El (des)propósito del marketing
sábado 13 de junio de 2009, 01:24h
El millonario y exorbitante fichaje de Cristiano Ronaldo, quien se sumará a las filas del Real Madrid para la próxima temporada, no sólo plantea la interrogante sobre si es moral o no pagar 94 millones de euros por un jugador de fútbol en estos tiempos de crisis, sino hasta qué punto el cheque “galáctico” va destinado más en la rentabilidad que supone la imagen del carismático y mediático jugador portugués, que en su talento, indiscutible, para manipular el balón sobre la cancha de juego.
Tal planteamiento nos lleva a cuestionar las tendencias conductistas de nuestra realidad contemporánea, en donde la premisa “una imagen vale más que mil palabras”, es el eslogan que subliminalmente permanece impreso dentro de nuestro subconsciente. Políticos, estrellas del espectáculo, deportistas, intelectuales y figuras públicas, no pueden evitar sucumbir a la tentación del marketing.

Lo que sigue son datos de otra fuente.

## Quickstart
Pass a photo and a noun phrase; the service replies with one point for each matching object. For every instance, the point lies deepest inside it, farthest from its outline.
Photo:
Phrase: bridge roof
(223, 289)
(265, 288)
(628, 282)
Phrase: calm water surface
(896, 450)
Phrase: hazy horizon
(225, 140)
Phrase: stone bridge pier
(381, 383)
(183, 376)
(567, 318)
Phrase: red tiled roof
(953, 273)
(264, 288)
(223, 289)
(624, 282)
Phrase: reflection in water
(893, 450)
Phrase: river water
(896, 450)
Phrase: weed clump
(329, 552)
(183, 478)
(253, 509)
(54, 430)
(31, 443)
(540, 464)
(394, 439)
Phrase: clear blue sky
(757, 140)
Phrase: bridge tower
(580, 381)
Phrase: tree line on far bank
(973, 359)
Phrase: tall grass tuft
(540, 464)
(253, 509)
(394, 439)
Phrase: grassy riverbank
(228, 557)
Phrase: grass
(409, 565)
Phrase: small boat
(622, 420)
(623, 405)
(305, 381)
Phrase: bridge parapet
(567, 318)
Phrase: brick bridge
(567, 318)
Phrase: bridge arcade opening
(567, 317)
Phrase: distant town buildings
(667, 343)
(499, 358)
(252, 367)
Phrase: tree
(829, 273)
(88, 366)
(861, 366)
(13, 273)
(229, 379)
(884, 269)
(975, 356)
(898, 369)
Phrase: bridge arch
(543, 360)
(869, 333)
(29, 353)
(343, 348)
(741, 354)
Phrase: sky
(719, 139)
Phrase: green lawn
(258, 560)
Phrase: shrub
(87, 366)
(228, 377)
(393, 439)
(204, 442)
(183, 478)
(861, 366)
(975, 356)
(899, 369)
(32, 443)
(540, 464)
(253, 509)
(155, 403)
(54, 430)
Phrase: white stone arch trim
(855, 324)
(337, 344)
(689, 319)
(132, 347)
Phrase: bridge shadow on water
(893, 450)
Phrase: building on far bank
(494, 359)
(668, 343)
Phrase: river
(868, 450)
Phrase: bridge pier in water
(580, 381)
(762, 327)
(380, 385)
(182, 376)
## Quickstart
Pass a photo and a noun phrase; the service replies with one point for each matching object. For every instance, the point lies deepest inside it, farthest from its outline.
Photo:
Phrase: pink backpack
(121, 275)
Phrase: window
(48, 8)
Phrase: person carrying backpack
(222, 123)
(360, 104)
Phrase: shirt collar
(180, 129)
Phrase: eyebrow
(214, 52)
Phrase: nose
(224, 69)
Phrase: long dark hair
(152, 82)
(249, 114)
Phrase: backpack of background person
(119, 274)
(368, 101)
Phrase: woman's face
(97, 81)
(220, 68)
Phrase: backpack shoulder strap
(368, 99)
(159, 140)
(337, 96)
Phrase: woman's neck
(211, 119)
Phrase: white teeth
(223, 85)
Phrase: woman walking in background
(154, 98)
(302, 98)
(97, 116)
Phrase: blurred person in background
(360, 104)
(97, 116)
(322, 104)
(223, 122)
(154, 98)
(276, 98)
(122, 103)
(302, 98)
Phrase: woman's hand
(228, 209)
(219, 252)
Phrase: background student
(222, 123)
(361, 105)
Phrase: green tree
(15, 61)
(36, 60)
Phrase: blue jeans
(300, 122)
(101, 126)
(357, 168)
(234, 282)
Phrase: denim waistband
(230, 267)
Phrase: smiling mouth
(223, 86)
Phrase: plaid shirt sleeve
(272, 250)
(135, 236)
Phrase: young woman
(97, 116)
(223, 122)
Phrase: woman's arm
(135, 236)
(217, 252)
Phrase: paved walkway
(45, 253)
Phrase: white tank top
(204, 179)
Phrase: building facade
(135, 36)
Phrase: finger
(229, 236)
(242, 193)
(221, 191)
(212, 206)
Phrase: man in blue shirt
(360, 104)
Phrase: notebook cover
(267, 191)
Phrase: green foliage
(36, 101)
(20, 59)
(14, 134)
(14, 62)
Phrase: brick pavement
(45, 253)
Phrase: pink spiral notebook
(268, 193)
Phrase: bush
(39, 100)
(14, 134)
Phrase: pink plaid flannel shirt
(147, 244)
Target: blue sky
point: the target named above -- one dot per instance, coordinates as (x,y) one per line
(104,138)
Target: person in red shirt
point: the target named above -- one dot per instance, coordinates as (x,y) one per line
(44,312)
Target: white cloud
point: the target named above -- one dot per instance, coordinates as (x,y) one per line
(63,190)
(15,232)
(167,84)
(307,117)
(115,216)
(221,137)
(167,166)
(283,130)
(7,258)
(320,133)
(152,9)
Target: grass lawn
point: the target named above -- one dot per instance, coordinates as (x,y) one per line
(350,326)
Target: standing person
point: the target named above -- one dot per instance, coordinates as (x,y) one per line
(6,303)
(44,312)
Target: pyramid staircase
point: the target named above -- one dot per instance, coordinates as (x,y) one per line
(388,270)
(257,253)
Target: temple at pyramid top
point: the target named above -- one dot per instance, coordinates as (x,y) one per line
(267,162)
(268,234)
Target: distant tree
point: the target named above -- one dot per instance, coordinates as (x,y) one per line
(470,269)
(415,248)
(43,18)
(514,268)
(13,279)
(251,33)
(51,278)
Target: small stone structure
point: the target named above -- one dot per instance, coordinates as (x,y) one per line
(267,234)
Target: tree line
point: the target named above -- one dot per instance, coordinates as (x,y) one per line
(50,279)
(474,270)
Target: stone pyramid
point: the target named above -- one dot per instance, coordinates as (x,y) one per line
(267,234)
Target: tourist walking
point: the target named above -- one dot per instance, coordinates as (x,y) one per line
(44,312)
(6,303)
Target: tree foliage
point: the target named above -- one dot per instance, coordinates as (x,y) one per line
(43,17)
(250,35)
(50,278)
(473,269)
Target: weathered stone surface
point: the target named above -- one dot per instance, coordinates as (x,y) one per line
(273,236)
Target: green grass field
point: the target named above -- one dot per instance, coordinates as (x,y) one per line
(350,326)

Sarkozy ha sabido capitalizar para su beneficio su matrimonio con la ex maniquí Carla Bruni. En la reciente visita a España del Presidente francés, los medios de comunicación recogieron –y fotografiaron- la representación de su esposa, ignorando la sustancia de los temas hablados y negociados. David Beckham es más recordado por sus poses publicitarias que por el número de goles con que ha perforado la portería del equipo contrario. La socialité París Hilton ha incrementado aún más su fortuna personal por representar el papel de la rubia tonta de Estados Unidos. Hugo Chávez, Silvio Berlusconi y Zapatero se han coronado como los reyes del circo mediático internacional; mientras que los escritores J.K Rowling, Dan Brown, Stephen King o el fallecido Stieg Larsson, son sinónimos de millones de billetes verdes que se traducen en películas taquilleras e incluso suvenires. Y no podemos dejar atrás aquellas figuras del papel cuché español que hacen caja gracias a una que otra entrevista o aparición en un popular programa de televisión.

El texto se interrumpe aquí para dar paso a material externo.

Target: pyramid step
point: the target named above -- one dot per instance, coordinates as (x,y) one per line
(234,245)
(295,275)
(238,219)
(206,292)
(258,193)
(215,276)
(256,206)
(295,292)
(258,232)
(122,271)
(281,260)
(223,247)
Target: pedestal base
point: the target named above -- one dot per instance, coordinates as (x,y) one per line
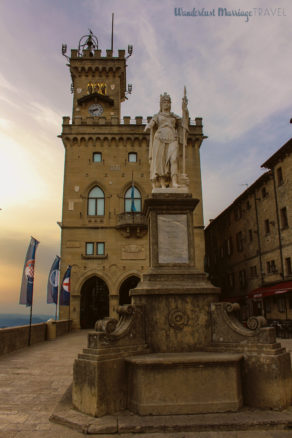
(188,383)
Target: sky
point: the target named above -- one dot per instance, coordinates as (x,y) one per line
(237,71)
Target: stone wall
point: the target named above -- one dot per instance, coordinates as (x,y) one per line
(14,338)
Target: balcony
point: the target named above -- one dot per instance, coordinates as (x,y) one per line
(132,224)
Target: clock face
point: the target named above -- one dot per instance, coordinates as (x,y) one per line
(95,110)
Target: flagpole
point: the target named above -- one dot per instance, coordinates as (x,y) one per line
(29,330)
(69,316)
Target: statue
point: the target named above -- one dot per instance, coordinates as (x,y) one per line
(166,131)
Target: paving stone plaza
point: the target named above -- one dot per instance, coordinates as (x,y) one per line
(33,380)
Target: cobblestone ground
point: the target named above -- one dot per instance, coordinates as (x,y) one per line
(32,381)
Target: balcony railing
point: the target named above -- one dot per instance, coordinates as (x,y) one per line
(132,223)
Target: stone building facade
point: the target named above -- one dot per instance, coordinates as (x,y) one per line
(106,180)
(249,245)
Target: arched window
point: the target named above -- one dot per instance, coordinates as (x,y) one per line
(95,202)
(133,200)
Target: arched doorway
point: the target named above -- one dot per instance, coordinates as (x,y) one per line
(94,302)
(129,283)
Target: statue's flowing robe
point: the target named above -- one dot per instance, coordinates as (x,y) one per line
(164,148)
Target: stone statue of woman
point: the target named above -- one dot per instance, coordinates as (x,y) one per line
(164,147)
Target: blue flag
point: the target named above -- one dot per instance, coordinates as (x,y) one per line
(26,291)
(53,282)
(65,288)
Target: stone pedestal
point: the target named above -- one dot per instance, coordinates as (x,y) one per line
(187,383)
(176,297)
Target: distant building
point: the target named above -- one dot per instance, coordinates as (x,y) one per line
(106,180)
(249,245)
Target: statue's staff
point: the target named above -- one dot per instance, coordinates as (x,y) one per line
(185,126)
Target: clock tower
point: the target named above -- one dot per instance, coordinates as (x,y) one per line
(98,82)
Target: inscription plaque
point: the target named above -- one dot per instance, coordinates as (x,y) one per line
(172,238)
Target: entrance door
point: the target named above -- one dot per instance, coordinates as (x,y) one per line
(129,283)
(94,302)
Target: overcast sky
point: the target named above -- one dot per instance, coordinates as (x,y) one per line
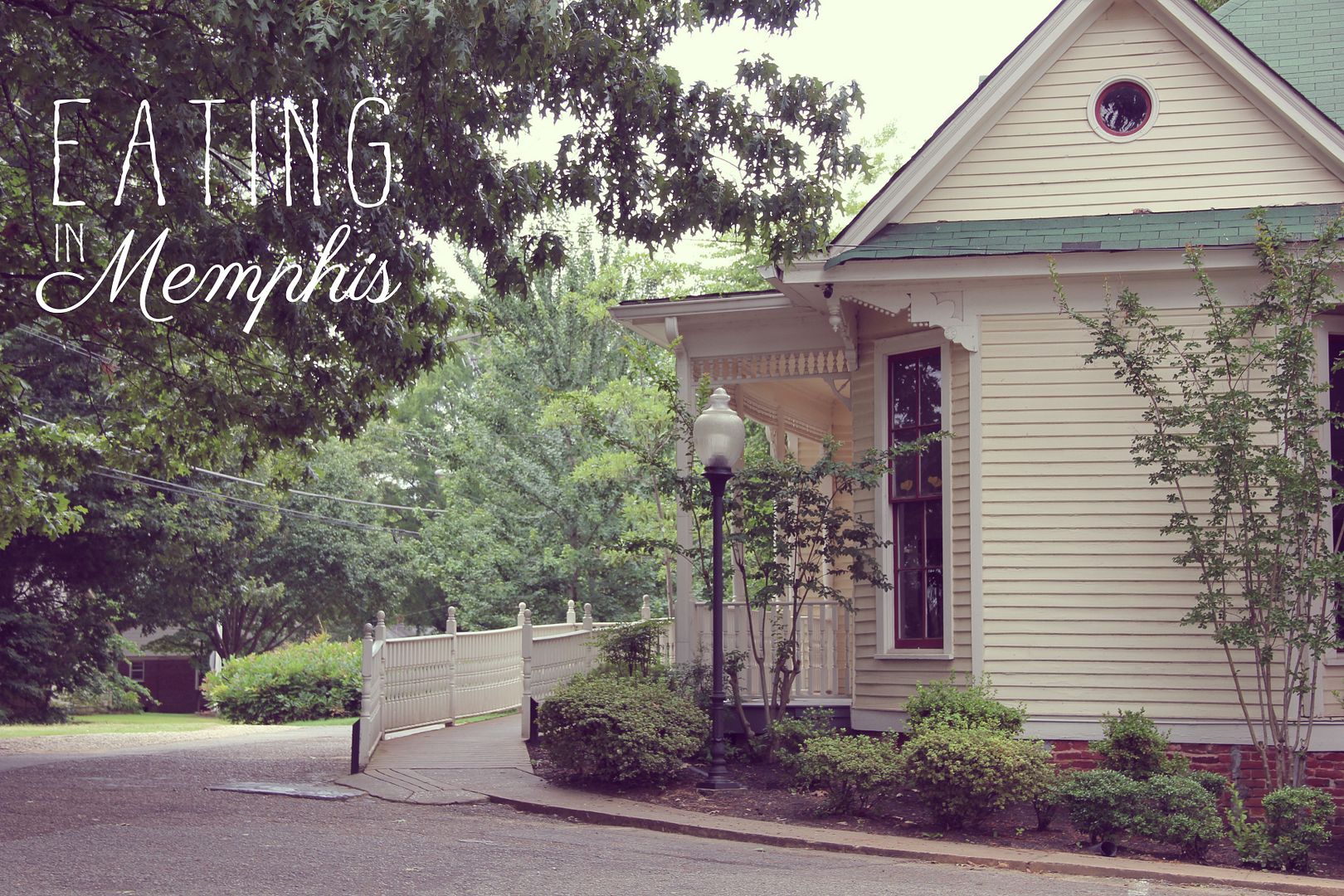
(914,60)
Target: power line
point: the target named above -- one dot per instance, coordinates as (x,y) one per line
(318,494)
(254,483)
(61,343)
(134,479)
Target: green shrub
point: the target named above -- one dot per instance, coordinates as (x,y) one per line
(945,704)
(791,733)
(1133,746)
(318,679)
(1215,783)
(1177,809)
(626,730)
(1296,820)
(1249,837)
(691,680)
(110,692)
(964,774)
(1047,794)
(1101,802)
(632,648)
(855,770)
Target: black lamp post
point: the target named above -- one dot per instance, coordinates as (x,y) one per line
(719,437)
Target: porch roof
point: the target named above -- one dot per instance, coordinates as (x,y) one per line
(1088,232)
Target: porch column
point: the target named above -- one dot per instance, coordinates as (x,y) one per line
(683,631)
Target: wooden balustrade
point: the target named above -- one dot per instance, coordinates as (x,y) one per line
(440,679)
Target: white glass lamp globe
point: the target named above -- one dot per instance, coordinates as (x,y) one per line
(719,433)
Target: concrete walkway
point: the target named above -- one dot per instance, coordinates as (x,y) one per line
(487,762)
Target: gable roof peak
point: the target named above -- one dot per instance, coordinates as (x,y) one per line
(1249,78)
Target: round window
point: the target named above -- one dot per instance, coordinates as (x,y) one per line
(1124,108)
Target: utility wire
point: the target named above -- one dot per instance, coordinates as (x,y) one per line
(112,473)
(318,494)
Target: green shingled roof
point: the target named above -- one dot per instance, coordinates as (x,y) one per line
(1301,39)
(1090,232)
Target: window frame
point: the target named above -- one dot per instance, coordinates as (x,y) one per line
(1328,325)
(884,514)
(1094,119)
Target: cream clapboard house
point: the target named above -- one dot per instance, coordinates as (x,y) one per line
(1027,547)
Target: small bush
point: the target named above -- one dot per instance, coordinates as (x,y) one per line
(964,774)
(1296,820)
(1133,746)
(791,733)
(945,704)
(632,648)
(318,679)
(1177,809)
(112,692)
(1249,837)
(1215,783)
(1047,794)
(601,727)
(854,770)
(1101,802)
(691,680)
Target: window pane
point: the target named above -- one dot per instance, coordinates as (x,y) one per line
(906,472)
(910,535)
(930,468)
(905,392)
(933,598)
(930,390)
(912,605)
(933,514)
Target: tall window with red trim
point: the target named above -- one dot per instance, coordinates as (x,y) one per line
(914,388)
(1337,349)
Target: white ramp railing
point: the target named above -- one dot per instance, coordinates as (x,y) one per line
(440,679)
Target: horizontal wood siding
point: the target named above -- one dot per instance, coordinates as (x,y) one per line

En estos tiempos en dónde de todo se hace publicidad, la imagen termina devaluando ciertos principios para sobrevalorar otros que puedan ser más rentables de cara a un mundo cada vez más sediento de espectáculo y consumismo. Los 94 millones de euros de Cristiano Ronaldo, no son tanto por su rendimiento con la selección portuguesa, sus balones de oro o sus copas obtenidas en partidos de la Liga inglesa o internacionales. La abultada cifra del “cheque galáctico” ha sido pensada para duplicarse en concepto de venta de billetes para los partidos, patrocinadores, camisetas, posters, zapatillas deportivas y la publicidad gratis que siempre ofrece el cotilleo periodístico.
De esta forma, el medio (en este caso, el mediático) se ha convertido en, ha sustituido a, el fin (el deporte del fútbol); la imagen, a los hechos; la realidad virtual de la propaganda, a la fáctica del juego. Pero, al final de la representación, cuando se apagan los flashes y cae el telón de la publicidad, la realidad objetiva emerge vengativa: eso es lo que le ocurrió a Florentino Pérez en su primera película mediática. Como es persona inteligente, es de suponer que, en esta segunda entrega, habrá aprendido de sus errores.